Bagikan artikel ini :

Kesia-siaan Kekayaaan

Pengkhotbah 5:7-6:2

Siapa mencintai uang tidak akan puas dengan uang dan siapa mencintai kekayaan tidak akan puas dengan penghasilannya. Itu pun sia-sia”.
- Pengkhotbah 5:9

Banyak orang mencari dan menjadikan kekayaan sebagai sumber kepuasan dan makna hidup. Pengkhotbah pun ingin mengetahui apakah kekayaan dapat memuaskan hatinya? Pengkhotbah mengawali dan mengakhiri kitabnya dengan seruan “kesia-siaan belaka” dan “segala sesuatu adalah sia-sia”. (Pkh. 1:2; 12:8). Frasa “kesia-siaan” (Ibrani: hebel) yang diulang-ulang, punya makna meaningless, seperti hembusan napas. Jadi, kesenangan dan kekayaan hanyalah meaningless, sekejap hilang seperti hembusan napas saja.

Apakah ini pandangan sinis terhadap orang kaya? Apakah pengkhotbah mengkritik karena iri hati terhadap orang kaya? Tentu saja tidak! Salomo memiliki kekuasaan, kehormatan, dan kekayaan melimpah. Total kekayaan Salomo–baru dari warisan Daud, belum termasuk kekayaan pribadinya–pada waktu memerintah adalah Rp. 1.207,5 triliun atau setara US$ 127 miliar.

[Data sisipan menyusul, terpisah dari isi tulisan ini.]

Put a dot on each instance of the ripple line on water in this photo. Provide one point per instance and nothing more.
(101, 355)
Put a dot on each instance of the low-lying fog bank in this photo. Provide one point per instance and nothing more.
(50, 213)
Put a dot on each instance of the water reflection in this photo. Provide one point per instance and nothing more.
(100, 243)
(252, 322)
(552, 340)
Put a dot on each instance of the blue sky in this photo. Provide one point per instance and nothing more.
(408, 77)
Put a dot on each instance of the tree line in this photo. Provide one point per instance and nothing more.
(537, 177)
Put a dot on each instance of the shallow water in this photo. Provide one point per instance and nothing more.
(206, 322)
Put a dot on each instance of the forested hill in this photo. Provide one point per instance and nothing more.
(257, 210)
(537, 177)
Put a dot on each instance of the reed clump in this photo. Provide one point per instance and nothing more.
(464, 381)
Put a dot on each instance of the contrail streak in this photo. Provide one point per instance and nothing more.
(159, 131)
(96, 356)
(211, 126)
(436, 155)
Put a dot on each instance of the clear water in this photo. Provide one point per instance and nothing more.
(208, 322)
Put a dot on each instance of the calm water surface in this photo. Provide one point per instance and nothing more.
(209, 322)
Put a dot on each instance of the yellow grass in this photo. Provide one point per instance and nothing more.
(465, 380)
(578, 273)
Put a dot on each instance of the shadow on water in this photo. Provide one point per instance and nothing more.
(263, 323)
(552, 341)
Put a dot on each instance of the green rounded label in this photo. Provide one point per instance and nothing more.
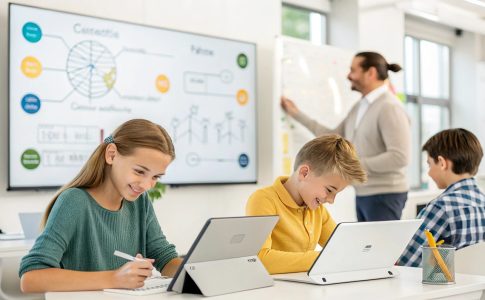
(242, 60)
(32, 32)
(30, 159)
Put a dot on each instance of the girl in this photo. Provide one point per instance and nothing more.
(103, 209)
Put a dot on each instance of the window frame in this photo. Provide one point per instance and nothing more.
(420, 100)
(323, 14)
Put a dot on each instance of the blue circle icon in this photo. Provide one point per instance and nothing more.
(32, 32)
(31, 103)
(243, 160)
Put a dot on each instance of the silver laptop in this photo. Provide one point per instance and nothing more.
(359, 251)
(30, 222)
(223, 258)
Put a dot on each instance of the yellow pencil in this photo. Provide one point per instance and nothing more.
(437, 256)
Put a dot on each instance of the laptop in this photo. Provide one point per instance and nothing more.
(358, 251)
(223, 258)
(30, 222)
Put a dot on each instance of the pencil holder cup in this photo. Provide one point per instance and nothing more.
(439, 265)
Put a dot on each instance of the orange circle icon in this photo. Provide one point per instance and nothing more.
(242, 97)
(162, 83)
(31, 67)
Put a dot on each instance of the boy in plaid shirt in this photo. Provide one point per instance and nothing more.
(457, 216)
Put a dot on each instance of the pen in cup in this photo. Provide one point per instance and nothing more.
(155, 273)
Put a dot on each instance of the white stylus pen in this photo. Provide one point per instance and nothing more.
(155, 273)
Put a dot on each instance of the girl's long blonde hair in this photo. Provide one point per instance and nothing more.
(136, 133)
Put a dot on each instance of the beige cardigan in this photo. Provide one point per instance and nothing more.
(382, 140)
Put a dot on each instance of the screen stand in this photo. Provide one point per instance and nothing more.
(225, 276)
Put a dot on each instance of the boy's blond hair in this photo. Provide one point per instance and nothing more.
(332, 154)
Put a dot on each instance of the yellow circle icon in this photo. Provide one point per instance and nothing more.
(31, 67)
(162, 83)
(242, 97)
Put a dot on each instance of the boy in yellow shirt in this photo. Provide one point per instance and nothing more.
(323, 168)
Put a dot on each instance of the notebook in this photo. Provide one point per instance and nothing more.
(358, 251)
(153, 285)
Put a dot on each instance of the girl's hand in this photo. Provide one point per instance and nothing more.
(133, 274)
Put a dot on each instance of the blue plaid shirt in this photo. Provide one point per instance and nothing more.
(457, 216)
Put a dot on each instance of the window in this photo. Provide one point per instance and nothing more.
(304, 24)
(427, 88)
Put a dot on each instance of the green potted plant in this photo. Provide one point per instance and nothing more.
(157, 191)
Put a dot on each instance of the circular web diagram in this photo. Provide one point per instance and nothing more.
(91, 69)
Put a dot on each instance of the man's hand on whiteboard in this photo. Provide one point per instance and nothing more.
(289, 106)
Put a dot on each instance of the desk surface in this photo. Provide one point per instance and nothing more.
(407, 286)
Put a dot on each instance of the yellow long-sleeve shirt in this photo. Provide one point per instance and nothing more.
(291, 245)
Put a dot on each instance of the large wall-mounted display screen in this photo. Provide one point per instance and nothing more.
(74, 78)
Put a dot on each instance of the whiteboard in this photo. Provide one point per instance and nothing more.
(315, 78)
(73, 79)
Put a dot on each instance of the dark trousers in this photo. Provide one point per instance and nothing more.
(380, 207)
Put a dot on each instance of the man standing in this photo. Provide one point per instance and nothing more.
(380, 130)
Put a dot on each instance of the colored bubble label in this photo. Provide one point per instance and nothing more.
(30, 159)
(31, 67)
(242, 97)
(242, 60)
(243, 160)
(30, 103)
(32, 32)
(162, 83)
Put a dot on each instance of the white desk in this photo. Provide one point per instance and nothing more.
(10, 254)
(407, 286)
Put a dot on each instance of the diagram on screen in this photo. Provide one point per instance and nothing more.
(73, 79)
(91, 69)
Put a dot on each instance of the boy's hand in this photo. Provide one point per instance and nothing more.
(289, 106)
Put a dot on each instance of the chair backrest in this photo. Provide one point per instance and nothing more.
(471, 259)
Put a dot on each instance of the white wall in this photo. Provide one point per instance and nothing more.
(182, 211)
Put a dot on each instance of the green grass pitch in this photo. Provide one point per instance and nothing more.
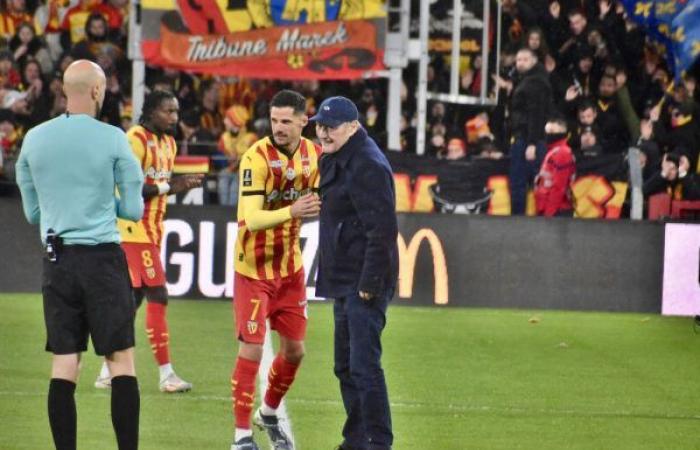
(458, 379)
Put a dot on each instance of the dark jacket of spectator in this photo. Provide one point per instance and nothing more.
(531, 104)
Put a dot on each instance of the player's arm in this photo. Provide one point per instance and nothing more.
(30, 200)
(177, 184)
(128, 176)
(252, 197)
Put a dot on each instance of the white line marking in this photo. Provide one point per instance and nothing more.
(434, 407)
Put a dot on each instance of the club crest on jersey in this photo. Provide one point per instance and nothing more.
(151, 172)
(290, 194)
(252, 327)
(247, 177)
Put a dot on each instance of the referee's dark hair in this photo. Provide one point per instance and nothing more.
(152, 102)
(289, 99)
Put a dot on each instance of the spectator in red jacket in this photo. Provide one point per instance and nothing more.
(558, 170)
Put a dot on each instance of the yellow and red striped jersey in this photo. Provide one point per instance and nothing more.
(10, 21)
(281, 178)
(157, 157)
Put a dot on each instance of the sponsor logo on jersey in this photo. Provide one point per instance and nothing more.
(276, 163)
(288, 194)
(151, 172)
(252, 327)
(247, 177)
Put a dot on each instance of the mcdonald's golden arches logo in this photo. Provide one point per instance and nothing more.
(407, 264)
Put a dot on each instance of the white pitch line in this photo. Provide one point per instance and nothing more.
(435, 407)
(268, 357)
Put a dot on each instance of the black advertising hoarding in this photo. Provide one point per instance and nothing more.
(452, 260)
(445, 260)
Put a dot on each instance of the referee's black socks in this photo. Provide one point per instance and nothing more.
(125, 411)
(62, 415)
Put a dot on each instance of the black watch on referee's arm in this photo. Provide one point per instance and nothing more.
(54, 244)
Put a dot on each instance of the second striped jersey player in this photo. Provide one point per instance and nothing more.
(154, 147)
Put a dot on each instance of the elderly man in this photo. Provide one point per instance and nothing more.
(67, 173)
(530, 104)
(358, 266)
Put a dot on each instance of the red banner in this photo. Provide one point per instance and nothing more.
(325, 50)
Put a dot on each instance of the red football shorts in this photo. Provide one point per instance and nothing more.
(283, 301)
(145, 268)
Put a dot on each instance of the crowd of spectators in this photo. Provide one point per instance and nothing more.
(608, 80)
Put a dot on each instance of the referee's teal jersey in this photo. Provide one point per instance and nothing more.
(67, 173)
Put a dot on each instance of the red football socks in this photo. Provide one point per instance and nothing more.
(243, 390)
(279, 379)
(157, 331)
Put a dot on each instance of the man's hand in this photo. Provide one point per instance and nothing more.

Meskipun kekayaannya berlimpah, Salomo melihat kekayaan tidak bisa dinikmati orang tamak yang hatinya tidak pernah puas. (ay. 9-10). Kekayaan justru mendatangkan kemalangan bagi pemiliknya. (ay. 12-16). Kekayaan juga hanya dapat dinikmati jika Tuhan mengizinkannya. (Pkh. 5:17-6:2).

Bagaimana seharusnya sikap orang Kristen terhadap kekayaan? Pertama, cintailah Tuhan melebihi kekayaan. (1Tim. 6:9-10). Kekayaan tidak dapat mendatangkan kepuasan sejati. Semakin besar kekayaan seseorang, justru semakin besar pula muncul kekhawatirannya. Fisikawan Perancis, Blaise Pascal berkata, “Ada ruang kosong dalam diri manusia yang tidak dapat diisi dengan hal-hal materi, tetapi hanya oleh hal yang ilahi.” Hanya Tuhan satu-satunya yang dapat memuaskan jiwa kita. Dialah sumber damai sejahtera kita (Yoh. 14:27).

Kedua, jadikan kekayaan sebagai hamba/sarana untuk melayani Tuhan dan sesama. Christopher Columbus, berkata, “Riches don’t make a man rich. They only make him busier.” Apabila seseorang menjadi kaya, mereka cenderung disibukkan untuk membelanjakan uangnya. Membeli mobil dan rumah yang lebih bagus, jalan-jalan ke luar negeri, beli ini, beli itu. Mereka membeli gaya hidup yang
mencerminkan mereka kaya. Kekayaan bisa jadi berhala, tapi bisa juga jadi hamba untuk melayani Tuhan. Manfaatkan kekayaan untuk kemuliaan Tuhan. Seperti yang disampaikan John Wesley, “Make all you can, save all you can, give all you can.”

Refleksi Diri:

  • Apakah Anda puas dengan kekayaan Anda sekarang? Bagaimana Anda bersikap?
  • Bagaimana cara Anda memanfaatkan kekayaan? Apakah untuk mendukung pekerjaan Tuhan dan menolong sesama?